As I prepared for the semester this weekend, I was drawn to the vast history of Michigan and, just as importantly, of the deeds and actions of generations of activists on whom I often draw inspiration. Understanding and discussing this history will enable us to make sense of the present and — just as crucially — inform us about ways to navigate towards better and more just future(s).

In 1962, the Students for a Democratic Society (SDS) gathered just outside Port Huron, a city just over 100 miles east of East Lansing, at a United Autoworkers (UAW) retreat center. They were not that unlike current RCAH students and now that dissimilar to who I was two-and-a-half decades ago. In Port Huron, these produced what came to be known as the “Port Huron Statement”. If you watched The Trial of Chicago Seven last year, you likely remember Tom Hayden (1939-2016; played by Eddy Redmayne), one of the main characters in that film. He was the individual who, by and larger, drafted the Port Huron Statement. While we can likely find faults within this document and also among student activists of that period (as the Hollywood film attests), they nonetheless use their (modest) privilege as college students to “build the world a fresh,” as Grace Lee Boggs would have it.

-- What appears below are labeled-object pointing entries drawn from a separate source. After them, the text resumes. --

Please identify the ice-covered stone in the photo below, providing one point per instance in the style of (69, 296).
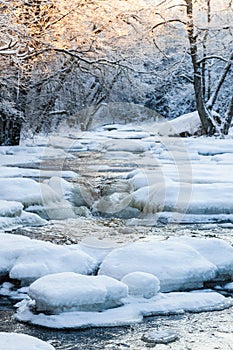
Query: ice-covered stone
(26, 260)
(16, 341)
(73, 292)
(178, 266)
(10, 208)
(142, 284)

As we welcome two incoming classes to RCAH, the words of the Port Huron Statement continue to have resonate with us today, nearly 60 years after they were written. The statement begins, proclaiming that: “We are people of this generation, bred in at least modest comfort, housed now in universities, looking uncomfortably to the world we inherit.” Today, as we literally commence the semester, we can use this discomfort to move us to action; it can aid us in finding solidarity with and common ground with one another as a college and university community.

Moreover, the words and actions of Grace Lee Boggs (1915-2015), the brilliant Detroit-based activist, ring true today and continue to guide us on our journeys. She was an Asian-American daughter of immigrants, born in Providence who earned a PhD at Bryn Mawr College. She spent her entire life fighting for social justice. She lived to be 100 years old. Dr. Grace Lee Boggs reminds us that: “We are beginning to understand that the world is always being made fresh and never finished; that activism can be the journey rather than the arrival; that’s struggle doesn’t always have to be confrontational but can take the form of reaching out to find common ground with the many others in our society who are also seeking ways out from alienation, isolation, privatization, and dehumanization by corporate globalization.”

So, we can celebrate the return of students to MSU, particularly because we know how meaningful it is to them. At the same time, we acknowledge that it is through the journey that RCAH will both transform our students and, in turn, they will reciprocally change the world. It is here, in RCAH that they find fellow travelers and those with whom to find common ground. It is here that they, and I — and everyone who is a part of the RCAH community — actively create the world anew.

From professors and staff to community partners and fellow students, we all look forward to getting to travel along incoming and returning RCAH students in their journey at and through Michigan State University. It is my hope that over the coming years, we will all become better humxns during this process and, in turn, collectively create a more and equitable world for everyone.

Have a great semester and remember to mask up.